Unlike the motor-driven boats that have a central source of power, the Level 2 training boat got its thrust from the rowing all the sailors did. Instead of having the trainers as central to the learning process, expertise, experience and insights were collated from among the participants in order to come up with a common understanding of the what, why, and how of Strategic Planning, Financial Management, and Personnel and Performance Management. While the success of the sail was due to the synchronous rowing and determination from all, we must specifically acknowledge the priceless contributions of the Impact Program Manager Pauline Wambeti, the Finance Manager Francis Kizito, and HR Manager Mwita Babere in Strategic Planning, Finance Management and Personnel and Performance Management modules of the PMT2 Curriculum respectively.

The sailing experience

As it is, a calm sea never makes good sailors. The sail was characterized by storms – brainstorms. The group discussions and learning activities provoked participants into thinking about their practices in project management from a different perspective. Due to the winds, rowing in the same way was found not to work in some situations thus provoking many to develop more creative and objective problem solving methods. Amazing discussions came up about many aspects of how Nuru Kenya currently works and some wonderful suggestions were put across for further exploration and possible adaptation. While there were many questions answered, there are still others that needed deeper deliberations with technical groups such as the HR on standardizing performance evaluations as well as offering constant support to managers. To such, ways of providing support in several issues are being deliberated. Regarding strategic planning, participants were able to learn and practice various approaches to make strategic plans for projects, including budgeting as well as how to staff projects. The participating leaders also took time to evaluate their existing practice in project management, which resulted in an appraisal of areas of excellence and strategies for improving areas of weakness. Such suggestions include organizing subsequent training sessions that are specific to the area of need. The most interesting part of the sail was how the sailors kept to the rowing. In learning activities that needed much more time and work, the participants illustrated interest and commitment to acquiring knowledge, skills and attitudes to become better managers.  Full attendance, teamwork, active participation and engagement helped the sail be a success.

The destination

Unlike other boats, our Level 2 training boat is not expected to ever dock! By the end of the trainings Joel, the Ag Operations Manager, had already started using Smartsheet as he did his planning on it. Jane, the Leadership Program Manager also applied the same skills by uploading the Quarter 2 Program goals on Smartsheet with amazing precision. As opposed to the common perception that training only happens and ends in the training halls, trainees are expected to keep going on long after the formal training. While our IT team is exploring the online learning platforms we could use to continue the discussions, we have a resource center on dropbox where participants can refer for more information on various topics.

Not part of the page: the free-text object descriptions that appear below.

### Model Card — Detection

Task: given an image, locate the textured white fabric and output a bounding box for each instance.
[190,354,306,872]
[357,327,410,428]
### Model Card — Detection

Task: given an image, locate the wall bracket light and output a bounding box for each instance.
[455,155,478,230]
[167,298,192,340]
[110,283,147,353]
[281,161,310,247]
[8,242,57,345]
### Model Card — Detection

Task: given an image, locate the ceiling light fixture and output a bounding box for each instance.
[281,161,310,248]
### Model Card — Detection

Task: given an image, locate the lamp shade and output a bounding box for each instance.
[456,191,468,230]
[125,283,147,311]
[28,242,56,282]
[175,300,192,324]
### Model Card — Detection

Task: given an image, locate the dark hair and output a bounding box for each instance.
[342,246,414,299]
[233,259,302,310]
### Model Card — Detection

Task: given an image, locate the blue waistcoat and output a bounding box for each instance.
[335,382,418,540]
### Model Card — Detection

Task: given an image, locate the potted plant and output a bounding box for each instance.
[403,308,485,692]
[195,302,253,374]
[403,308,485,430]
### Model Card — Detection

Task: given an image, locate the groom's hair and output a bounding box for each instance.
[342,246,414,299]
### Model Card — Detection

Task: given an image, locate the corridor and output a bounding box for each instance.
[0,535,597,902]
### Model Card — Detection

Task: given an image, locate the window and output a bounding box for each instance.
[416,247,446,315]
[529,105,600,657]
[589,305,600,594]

A priority for these trainings is to establish a lifelong learning culture among the leaders in Nuru Kenya.

Our future in sailing

While we are glad for the storms that we have experienced in the trainings, we also acknowledge that there are some that we should have avoided as not all contributed positively to the learning process. The major one was time allotted in comparison with the objectives to be covered. In our subsequent sails, a more accurate estimate of time needs to be in place so as to avoid detours and or shortcuts that could harm the expected outcomes.

Level 2 Training team, Daniel Gisiri, Robert Ndiritu and the entire Leadership Team is glad to take on the task of keeping the sail on!